# Tyne Bridge (O.N. 337377)



## nigelcollett (Oct 26, 2005)

Hi all

Does anybody have any details/pics of the TYNE BRIDGE which was owned by Hunting & Son, I beleive she has a sister ship of the DERBYSHIRE which sank off Japan.

Thanks

NigelC


----------



## Gulpers (Sep 8, 2005)

*Tyne Bridge*

Nigel,

Tyne Bridge was indeed one of Derbyshire's sisterships.

Built 1972 04 by Swan Hunter Shipbuilders Ltd

Tyne Bridge 1972 04
Iron Transporter 1983
East Bridge 1985
Broken Up 1987 08

89,438 Gross
54,687 Net
169,428 Dwt

"In March 1982 one of Derbyshire’s five sister ships, the Tyne Bridge, encountered severe weather in the North Sea and her deck plating started to crack just forward of the bridge in an area known as frame 65."

http://www.liverpoolmuseums.org.uk/maritime/exhibitions/derbyshire/searchingfortruth.asp


----------



## Gulpers (Sep 8, 2005)

*Tyne Bridge*

Following extract from House of Lords Hansard Text, 3 December 1997.
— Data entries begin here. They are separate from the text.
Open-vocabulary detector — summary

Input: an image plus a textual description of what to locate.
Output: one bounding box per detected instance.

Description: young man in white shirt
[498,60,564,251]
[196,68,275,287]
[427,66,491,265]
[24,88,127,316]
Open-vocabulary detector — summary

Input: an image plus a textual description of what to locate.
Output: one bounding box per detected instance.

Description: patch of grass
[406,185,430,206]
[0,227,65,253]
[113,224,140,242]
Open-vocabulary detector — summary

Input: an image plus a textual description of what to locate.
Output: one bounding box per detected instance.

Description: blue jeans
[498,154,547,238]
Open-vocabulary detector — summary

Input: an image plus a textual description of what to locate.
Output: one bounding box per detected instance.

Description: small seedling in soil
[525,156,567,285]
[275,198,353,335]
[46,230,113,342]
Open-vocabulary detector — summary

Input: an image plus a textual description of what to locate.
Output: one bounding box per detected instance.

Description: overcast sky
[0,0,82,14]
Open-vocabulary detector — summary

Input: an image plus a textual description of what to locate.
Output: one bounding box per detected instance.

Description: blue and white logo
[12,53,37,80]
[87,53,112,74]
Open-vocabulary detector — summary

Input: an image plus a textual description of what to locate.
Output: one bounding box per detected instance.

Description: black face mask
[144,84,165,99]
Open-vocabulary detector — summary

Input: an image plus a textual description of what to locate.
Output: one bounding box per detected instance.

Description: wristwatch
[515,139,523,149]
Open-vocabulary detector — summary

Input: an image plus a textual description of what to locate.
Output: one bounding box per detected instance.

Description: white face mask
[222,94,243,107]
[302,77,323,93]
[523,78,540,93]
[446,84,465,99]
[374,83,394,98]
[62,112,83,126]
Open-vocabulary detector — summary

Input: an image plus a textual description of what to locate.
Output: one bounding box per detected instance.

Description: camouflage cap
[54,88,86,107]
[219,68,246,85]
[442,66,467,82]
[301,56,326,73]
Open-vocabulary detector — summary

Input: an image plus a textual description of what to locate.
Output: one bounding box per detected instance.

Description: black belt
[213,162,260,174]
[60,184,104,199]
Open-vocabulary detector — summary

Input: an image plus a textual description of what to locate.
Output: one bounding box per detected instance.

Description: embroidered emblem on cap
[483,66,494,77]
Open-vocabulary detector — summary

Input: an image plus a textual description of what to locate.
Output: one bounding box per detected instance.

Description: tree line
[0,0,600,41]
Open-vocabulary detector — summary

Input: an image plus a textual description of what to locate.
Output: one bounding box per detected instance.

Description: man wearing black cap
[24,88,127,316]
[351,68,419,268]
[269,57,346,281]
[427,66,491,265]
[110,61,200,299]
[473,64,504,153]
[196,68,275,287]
"The "Derbyshire" was a Bibby Line-owned bulk carrier built by Swan Hunter at Haverton Hill on Tees-side in 1976. She was the last of the six Bridge class oil, bulk and ore combination carriers. They were the first of their kind to be built in the United Kingdom. Out of the six ships only the first, the "Furness Bridge", was built to the original design. 
On March 11th 1982, on passage from Hamburg bound for Brazil, the *"Tyne Bridge"*--the second of the six-ship series--encountered a North Sea storm and started to split badly around frame 65. Such was the captain's concern he arranged for the majority of the crew to be airlifted to safety. The ship was towed to Hamburg for repairs. Inspection of the *"Tyne Bridge"* in dry dock showed that she had not been built to design and the damage was attributed to the method of connecting the forward cargo section of the hull to the after-engine room section. So alarmed were the surveyors of the *"Tyne Bridge"* damage that, unsolicited, they sent out warnings to the owners of similarly built sister ships. Two were given the same strengthening treatment in the same year."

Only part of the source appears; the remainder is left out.